Akhirnya, sudah berbulan-bulan ia berjuang, jutaan liter keringat ia jatuhkan untuk bergulat melawan ratusan peserta demi pekerjaan idaman dari si elit gendut, ia diterima disebuah pekerjaan. Memang bukan pekerjaan yang bagus untuk seorang petani yang berharap mendapat pekerjaan lebih baik dan gaji yang lebih banyak pula. Ia ditempatkan disebuah Rumah sakit dan menjadi tukan bersih-bersih disana. Lagi-lagi ia berpiiran positif, ah mungkin si elit gendut sedang menguji etos kerjaku. Pernah suatu hari ia berkhayal menjadi seorang bos menggantikan si Elit Gendut dan bertingkah sombong layaknya bos. Entah beberapa jam ia tertidur sehingga air liur membasahi lantai yang sebelumnya ia bersihkan dan hampir membuat beberapa anak kecil dan orang tua jatuh dan mati di tempat. Karena melihat sifatnya yang hanya tidur dan berkhayal, Pak Ketua yang menjadi “Bos kecil” di Rumah Sakit kehilangan akhirnya kesabaran ketika salah seorang Kakek tua terjatuh karena air liur si Lebo Gembel yang membanjiri lantai sehingga membuat sang Kakek tua tewas seketika tanpa harta warisan yang ditinggalkan, padahal anak cucunya ingin dia mati setelah sang Kakek menulis surat dan pembagian harta warisan yang jelas, kasihan sekali mereka. “ Pergi kau Gembel! Tidak terima saya babu yang kerjanya hanya tidur dan berkhayal saja!” teriak Pak Ketua sambil memaki bahkan melempari dengan sepatu. Sangat disayangkan, baru tiga hari bekerja sudah sial saja si Gembel kita ini.

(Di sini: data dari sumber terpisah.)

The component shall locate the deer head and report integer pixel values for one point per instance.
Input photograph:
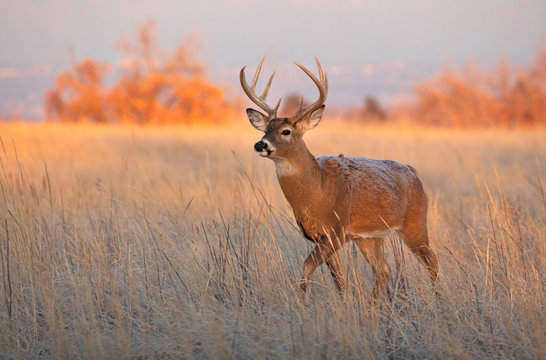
(283, 135)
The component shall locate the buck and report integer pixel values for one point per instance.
(338, 199)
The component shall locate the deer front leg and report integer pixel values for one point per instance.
(324, 251)
(334, 264)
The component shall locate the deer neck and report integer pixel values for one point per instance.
(300, 179)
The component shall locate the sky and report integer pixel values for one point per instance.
(378, 48)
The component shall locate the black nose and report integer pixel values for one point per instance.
(260, 146)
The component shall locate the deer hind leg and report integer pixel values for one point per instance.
(372, 249)
(324, 251)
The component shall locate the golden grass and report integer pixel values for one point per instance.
(127, 242)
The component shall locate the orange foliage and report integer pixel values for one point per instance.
(508, 97)
(154, 87)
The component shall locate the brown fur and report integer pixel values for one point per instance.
(336, 199)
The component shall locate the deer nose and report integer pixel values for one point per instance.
(260, 146)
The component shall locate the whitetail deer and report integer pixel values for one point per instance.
(337, 199)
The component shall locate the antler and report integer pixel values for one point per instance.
(322, 86)
(259, 100)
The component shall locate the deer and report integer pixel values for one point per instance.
(340, 199)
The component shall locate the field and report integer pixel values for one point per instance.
(176, 242)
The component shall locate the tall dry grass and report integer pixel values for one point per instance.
(122, 242)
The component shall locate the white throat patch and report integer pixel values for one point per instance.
(284, 168)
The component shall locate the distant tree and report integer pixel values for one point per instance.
(373, 110)
(78, 94)
(155, 86)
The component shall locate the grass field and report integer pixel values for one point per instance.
(128, 242)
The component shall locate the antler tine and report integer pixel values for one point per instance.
(250, 92)
(322, 86)
(257, 74)
(321, 73)
(266, 90)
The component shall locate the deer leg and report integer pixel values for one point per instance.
(372, 249)
(334, 264)
(416, 237)
(324, 249)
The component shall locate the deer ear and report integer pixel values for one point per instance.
(257, 119)
(313, 119)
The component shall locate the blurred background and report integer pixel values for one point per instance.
(464, 63)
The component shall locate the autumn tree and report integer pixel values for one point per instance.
(78, 94)
(154, 86)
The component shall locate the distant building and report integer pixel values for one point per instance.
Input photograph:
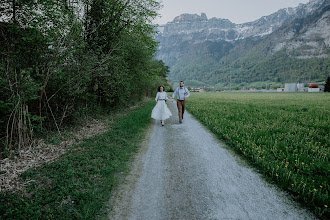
(315, 87)
(197, 90)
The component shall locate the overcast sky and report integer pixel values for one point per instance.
(237, 11)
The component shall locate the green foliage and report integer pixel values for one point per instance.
(79, 185)
(60, 63)
(327, 85)
(286, 136)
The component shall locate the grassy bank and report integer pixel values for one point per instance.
(286, 136)
(78, 185)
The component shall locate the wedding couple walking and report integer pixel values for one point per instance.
(161, 111)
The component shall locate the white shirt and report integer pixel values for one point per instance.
(181, 92)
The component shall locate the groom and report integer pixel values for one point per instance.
(182, 93)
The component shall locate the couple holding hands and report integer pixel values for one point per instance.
(161, 111)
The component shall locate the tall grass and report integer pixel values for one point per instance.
(79, 184)
(286, 136)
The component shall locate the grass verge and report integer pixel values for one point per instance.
(79, 184)
(286, 136)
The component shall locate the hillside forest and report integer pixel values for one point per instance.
(60, 60)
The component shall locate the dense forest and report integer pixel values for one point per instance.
(60, 60)
(244, 65)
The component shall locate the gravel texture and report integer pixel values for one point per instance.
(184, 172)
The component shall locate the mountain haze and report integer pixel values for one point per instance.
(290, 45)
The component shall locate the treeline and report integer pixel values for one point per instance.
(280, 67)
(62, 59)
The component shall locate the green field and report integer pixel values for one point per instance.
(79, 184)
(285, 135)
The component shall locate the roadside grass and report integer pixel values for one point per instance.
(79, 184)
(285, 135)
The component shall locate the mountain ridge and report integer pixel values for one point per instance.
(295, 33)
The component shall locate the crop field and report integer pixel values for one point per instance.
(285, 135)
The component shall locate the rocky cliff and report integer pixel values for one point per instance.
(291, 44)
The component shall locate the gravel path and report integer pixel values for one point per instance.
(183, 172)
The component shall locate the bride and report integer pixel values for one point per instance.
(161, 111)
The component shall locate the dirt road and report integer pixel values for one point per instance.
(183, 172)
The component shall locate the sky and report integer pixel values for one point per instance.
(237, 11)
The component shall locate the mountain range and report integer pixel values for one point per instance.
(290, 45)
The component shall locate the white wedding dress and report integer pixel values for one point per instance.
(161, 111)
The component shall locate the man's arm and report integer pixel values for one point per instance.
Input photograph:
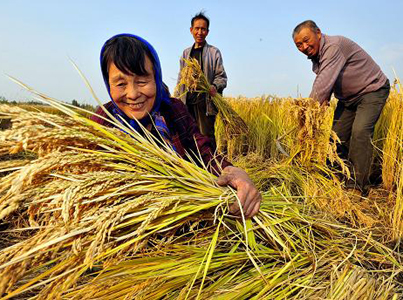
(220, 77)
(179, 93)
(330, 68)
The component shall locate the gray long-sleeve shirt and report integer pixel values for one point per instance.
(344, 68)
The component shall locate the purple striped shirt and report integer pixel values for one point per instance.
(345, 69)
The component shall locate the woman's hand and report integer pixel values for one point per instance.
(248, 195)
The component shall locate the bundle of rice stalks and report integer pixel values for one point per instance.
(127, 219)
(193, 80)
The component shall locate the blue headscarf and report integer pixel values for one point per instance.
(162, 95)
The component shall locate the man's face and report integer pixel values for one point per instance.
(308, 41)
(199, 31)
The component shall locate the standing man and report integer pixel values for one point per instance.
(345, 69)
(209, 57)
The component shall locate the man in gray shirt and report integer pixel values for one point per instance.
(345, 69)
(209, 57)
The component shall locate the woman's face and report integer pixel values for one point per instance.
(133, 94)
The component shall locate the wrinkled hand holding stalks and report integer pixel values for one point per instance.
(249, 197)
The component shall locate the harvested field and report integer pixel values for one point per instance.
(88, 212)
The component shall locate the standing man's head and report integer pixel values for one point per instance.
(307, 36)
(199, 28)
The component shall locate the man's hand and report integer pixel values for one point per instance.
(212, 91)
(248, 195)
(324, 103)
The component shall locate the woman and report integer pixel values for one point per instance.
(133, 77)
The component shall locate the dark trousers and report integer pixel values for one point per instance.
(204, 122)
(354, 124)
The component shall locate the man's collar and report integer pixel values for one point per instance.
(322, 42)
(194, 44)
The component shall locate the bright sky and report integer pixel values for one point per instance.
(38, 38)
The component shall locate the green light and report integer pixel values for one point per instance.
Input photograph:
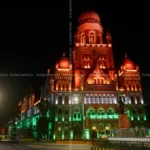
(87, 134)
(132, 118)
(56, 118)
(54, 137)
(63, 135)
(71, 134)
(63, 118)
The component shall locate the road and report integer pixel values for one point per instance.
(32, 146)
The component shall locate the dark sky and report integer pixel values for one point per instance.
(33, 39)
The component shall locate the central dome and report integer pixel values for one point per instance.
(128, 64)
(64, 62)
(89, 15)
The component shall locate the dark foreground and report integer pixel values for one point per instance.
(40, 146)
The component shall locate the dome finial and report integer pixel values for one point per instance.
(64, 54)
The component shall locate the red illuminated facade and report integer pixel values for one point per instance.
(91, 97)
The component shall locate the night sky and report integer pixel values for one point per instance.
(33, 39)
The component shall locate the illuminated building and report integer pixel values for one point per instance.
(90, 97)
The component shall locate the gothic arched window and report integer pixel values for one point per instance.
(91, 38)
(83, 38)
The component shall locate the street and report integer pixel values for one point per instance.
(41, 146)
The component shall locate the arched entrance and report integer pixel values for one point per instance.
(77, 132)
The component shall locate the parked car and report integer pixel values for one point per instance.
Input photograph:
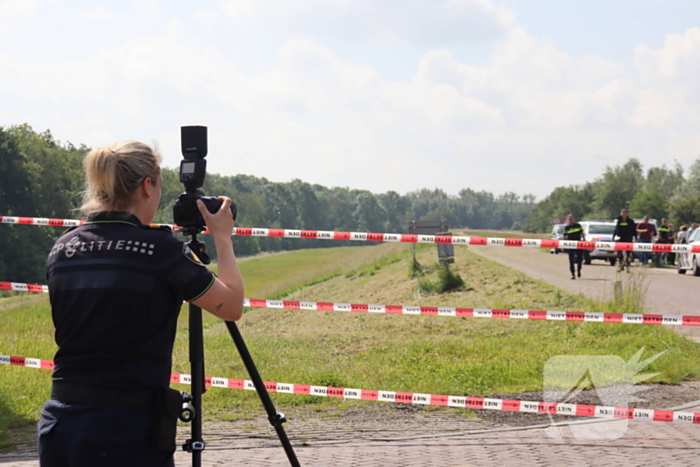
(690, 261)
(599, 231)
(557, 232)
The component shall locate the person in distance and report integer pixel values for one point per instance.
(574, 231)
(625, 231)
(116, 286)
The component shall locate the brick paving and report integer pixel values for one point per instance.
(642, 444)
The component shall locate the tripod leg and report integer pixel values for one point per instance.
(276, 419)
(195, 445)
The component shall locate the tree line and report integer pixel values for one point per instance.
(660, 192)
(42, 177)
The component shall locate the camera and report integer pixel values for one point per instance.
(193, 170)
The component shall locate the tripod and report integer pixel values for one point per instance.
(195, 445)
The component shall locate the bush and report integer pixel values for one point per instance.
(446, 281)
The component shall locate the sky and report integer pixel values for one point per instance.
(511, 95)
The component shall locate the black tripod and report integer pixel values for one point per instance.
(196, 444)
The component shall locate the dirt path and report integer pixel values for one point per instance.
(667, 292)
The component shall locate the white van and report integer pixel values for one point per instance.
(599, 231)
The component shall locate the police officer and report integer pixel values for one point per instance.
(574, 231)
(626, 231)
(116, 287)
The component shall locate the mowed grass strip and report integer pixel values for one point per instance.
(428, 354)
(424, 354)
(27, 330)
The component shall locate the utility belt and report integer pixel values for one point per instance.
(166, 403)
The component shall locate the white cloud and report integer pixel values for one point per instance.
(530, 118)
(17, 14)
(95, 14)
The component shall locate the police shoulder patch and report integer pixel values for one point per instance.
(189, 254)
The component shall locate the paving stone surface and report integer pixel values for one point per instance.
(640, 444)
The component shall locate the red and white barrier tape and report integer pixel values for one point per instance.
(477, 403)
(579, 316)
(407, 238)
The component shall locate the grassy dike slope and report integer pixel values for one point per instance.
(425, 354)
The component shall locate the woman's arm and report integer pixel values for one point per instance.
(224, 298)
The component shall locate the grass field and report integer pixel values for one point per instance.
(425, 354)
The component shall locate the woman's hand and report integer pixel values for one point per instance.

Berbulan-bulan bahkan bertahun-tahun ia mencari kerja bersama jutaan pemburu pekerjaan lainnya. Tak lupa ia berdoa dan meminta kabar istrinya yang kini menjadi istri orang. Namun bodohnya, ia tak mengetahuinya. Kemudian, Dapatlah ia bekerja di sebuah taman. Lagi-lagi sebagai pembersih, kini ia sebagai pembersih taman. Belajar dari kesalahan pertama, ia akhirnya bekerja lebih giat dan lebih tekun'
Dengan cepat, ia akhirnya naik pangkat. Walaupun hanya menjadi ketua dari para pembersih taman lainnya, ia tetap senang dan bangga. Walaupun tidak ada perubahan signifikan, bahkan gajinya pun tetap nasi bungkus namun kini dengan lauk yang lebih nikmat dari biasanya. Setidaknya ia tidak lagi berebut makanan basi dari tempat terkutuk itu.

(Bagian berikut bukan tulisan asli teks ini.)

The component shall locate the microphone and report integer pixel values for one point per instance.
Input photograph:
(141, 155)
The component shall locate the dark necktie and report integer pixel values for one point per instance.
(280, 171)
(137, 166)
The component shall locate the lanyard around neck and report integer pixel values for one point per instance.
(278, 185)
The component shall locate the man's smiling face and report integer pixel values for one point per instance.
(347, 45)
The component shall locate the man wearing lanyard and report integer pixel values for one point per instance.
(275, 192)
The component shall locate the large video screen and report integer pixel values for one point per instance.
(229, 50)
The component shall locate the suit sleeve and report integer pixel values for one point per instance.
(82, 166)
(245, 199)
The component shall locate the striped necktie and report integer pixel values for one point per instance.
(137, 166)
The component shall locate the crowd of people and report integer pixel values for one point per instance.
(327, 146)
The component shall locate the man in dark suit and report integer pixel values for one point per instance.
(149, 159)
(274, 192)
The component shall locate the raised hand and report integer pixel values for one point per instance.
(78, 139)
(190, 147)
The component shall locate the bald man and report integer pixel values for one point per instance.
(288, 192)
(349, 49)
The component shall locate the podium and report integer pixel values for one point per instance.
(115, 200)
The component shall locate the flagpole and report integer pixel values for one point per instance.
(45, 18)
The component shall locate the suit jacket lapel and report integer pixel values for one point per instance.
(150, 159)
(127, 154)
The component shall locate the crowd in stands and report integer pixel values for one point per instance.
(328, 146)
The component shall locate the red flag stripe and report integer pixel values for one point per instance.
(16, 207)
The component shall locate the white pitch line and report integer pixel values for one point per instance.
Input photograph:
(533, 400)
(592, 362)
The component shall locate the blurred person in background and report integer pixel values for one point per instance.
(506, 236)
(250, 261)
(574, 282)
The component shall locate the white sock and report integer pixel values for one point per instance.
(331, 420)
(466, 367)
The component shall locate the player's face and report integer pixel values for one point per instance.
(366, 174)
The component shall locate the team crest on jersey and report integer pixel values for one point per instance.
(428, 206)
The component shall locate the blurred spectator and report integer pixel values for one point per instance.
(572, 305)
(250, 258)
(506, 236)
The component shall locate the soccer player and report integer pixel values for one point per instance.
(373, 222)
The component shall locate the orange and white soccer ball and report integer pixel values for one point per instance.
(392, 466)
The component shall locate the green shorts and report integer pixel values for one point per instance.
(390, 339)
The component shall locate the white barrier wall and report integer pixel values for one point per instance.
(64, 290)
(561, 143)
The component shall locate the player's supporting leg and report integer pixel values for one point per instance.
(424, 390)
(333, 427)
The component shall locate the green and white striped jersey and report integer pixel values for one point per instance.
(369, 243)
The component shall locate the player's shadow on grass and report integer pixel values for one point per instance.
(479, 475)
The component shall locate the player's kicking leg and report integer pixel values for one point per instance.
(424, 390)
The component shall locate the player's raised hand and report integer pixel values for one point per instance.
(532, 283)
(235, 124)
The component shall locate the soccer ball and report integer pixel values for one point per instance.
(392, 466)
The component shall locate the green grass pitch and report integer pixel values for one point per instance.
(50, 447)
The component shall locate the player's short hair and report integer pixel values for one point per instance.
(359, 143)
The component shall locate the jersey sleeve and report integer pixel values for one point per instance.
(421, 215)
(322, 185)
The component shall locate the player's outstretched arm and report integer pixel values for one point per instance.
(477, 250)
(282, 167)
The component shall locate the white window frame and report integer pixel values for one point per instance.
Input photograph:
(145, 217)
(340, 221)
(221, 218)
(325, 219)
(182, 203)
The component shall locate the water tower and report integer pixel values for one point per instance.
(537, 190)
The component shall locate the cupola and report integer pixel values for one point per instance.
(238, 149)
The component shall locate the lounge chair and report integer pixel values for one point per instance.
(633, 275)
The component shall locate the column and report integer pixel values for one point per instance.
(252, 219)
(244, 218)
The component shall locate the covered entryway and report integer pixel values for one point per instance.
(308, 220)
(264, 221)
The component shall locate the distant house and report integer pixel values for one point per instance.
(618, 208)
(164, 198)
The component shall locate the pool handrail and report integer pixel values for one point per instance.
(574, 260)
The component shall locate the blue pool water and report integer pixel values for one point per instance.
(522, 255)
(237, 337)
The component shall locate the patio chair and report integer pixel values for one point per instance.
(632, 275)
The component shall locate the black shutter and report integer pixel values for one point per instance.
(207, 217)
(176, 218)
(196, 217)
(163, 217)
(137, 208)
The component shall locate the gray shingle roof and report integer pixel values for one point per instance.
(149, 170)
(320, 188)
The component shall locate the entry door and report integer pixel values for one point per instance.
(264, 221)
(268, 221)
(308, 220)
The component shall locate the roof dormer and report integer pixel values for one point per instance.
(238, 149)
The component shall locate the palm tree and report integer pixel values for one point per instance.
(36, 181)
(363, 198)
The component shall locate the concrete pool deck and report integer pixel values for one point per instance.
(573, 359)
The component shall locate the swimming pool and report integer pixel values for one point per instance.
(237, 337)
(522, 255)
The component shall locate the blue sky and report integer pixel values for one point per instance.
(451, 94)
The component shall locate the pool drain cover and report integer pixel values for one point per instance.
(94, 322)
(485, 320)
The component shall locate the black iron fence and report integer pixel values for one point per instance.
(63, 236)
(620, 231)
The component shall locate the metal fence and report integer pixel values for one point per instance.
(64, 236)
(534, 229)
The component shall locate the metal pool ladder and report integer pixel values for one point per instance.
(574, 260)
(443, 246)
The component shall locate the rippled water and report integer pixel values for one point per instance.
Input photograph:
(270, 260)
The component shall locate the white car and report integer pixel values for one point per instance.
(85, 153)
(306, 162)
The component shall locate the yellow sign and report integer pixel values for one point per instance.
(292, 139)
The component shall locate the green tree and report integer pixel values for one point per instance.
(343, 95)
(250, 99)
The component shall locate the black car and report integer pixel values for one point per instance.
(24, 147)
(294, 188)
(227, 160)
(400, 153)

Berbulan-bulan ia menekuni pekerjaan di bidang itu, hingga suatu saat ketika ia mendapatkan tugas rutin. Tugas rutin yang mudah baginya yaitu menjaga taman dan mencari barang-barang yang tertinggal di sekitar taman. Semenjak taman itu dibuka untuk umum dan dijadikan tempat wisata oleh banyak orang dari berbagai kalangan, banyak barang-barang yang tertinggal, entah sengaja ditinggal atau mungkin sudah tidak dipakai lagi. Hingga malam dan betapa terkejut dirinya menemukan seonggok mayat yang ternyata mayat sang Elit Gendut. Jenazah yang sudah putih memucat dengan badan yang sudah berlumuran darah bekas belasan luka tusukan dan bahkan yang lebih parahnya lagi ia meninggal dalam keadaan telanjang. Kini, ia kembali terkejut. Bukan karena ada kerusakan di tubuhnya, melainkan bahwa kemaluannya yang kecil, sekecil harapan hidup nya dulu ketika pertama kali mengunjungi kota besar ini.

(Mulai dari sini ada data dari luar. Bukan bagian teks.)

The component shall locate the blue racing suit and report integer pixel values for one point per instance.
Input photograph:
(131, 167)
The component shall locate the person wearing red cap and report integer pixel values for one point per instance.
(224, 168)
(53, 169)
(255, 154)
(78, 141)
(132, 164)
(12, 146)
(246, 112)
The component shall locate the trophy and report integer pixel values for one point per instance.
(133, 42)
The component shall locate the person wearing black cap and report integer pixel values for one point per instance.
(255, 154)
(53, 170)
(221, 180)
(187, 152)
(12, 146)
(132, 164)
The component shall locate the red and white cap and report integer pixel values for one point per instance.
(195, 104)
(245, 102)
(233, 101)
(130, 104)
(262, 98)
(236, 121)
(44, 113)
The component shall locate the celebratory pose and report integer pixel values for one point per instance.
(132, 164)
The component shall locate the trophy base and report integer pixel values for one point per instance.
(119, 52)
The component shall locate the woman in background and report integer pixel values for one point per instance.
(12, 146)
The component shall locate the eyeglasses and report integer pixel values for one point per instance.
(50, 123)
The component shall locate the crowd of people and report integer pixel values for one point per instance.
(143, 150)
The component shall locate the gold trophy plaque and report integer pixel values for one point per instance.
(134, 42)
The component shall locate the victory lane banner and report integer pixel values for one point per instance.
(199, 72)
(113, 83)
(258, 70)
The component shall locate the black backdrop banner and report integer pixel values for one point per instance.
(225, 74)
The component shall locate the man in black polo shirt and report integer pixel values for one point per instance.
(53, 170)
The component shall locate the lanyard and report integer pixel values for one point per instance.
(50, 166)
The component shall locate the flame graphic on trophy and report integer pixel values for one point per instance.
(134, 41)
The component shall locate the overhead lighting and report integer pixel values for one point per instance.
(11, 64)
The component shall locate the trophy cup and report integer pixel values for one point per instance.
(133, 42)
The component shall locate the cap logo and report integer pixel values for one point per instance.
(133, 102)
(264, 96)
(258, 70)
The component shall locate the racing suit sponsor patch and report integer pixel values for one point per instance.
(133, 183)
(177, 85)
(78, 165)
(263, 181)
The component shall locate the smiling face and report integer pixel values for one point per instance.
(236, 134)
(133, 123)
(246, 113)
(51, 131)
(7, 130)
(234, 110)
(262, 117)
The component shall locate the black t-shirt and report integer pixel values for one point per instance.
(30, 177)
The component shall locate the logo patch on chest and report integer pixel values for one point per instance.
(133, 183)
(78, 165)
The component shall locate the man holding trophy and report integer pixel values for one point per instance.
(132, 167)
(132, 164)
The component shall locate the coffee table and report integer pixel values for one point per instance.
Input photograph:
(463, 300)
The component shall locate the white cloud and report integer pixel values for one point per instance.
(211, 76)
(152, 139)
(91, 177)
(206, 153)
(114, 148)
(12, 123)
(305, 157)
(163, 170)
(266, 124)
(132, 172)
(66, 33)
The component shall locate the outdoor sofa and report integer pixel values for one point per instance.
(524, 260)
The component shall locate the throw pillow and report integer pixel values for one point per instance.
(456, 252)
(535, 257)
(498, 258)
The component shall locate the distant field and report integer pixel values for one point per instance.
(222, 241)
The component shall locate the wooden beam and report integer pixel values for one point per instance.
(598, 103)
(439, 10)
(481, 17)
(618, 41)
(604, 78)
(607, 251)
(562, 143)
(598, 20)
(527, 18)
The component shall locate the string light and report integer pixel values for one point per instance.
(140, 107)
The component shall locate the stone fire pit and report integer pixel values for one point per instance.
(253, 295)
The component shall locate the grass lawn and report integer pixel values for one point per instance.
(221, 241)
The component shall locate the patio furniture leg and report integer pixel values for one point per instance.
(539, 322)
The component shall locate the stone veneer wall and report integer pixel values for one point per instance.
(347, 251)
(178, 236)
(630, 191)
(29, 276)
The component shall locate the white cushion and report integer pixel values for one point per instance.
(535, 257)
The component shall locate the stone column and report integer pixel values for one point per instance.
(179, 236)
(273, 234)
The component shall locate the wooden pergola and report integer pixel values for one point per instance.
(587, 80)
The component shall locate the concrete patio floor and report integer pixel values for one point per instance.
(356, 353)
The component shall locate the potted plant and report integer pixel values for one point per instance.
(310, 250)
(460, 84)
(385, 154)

Besoknya, untuk pertama kalinya ia didatangi orang berbaju hitam-hitam. Mereka mengaku bahwa mereka polisi dan akan membawa Lebo Gembel ke kantor polisi. Adalah Lebo Gembel dipukuli bahkan hampir mampuslah dirinya dipaksa mengaku. Mudah saja ia berkata jujur bahwa bukan dirinyalah yang membunuhnya, namun cukup sogokan makan siang enak setiap hari, akhirnya ia “mengaku” bahwa ialah yang membunuhnya.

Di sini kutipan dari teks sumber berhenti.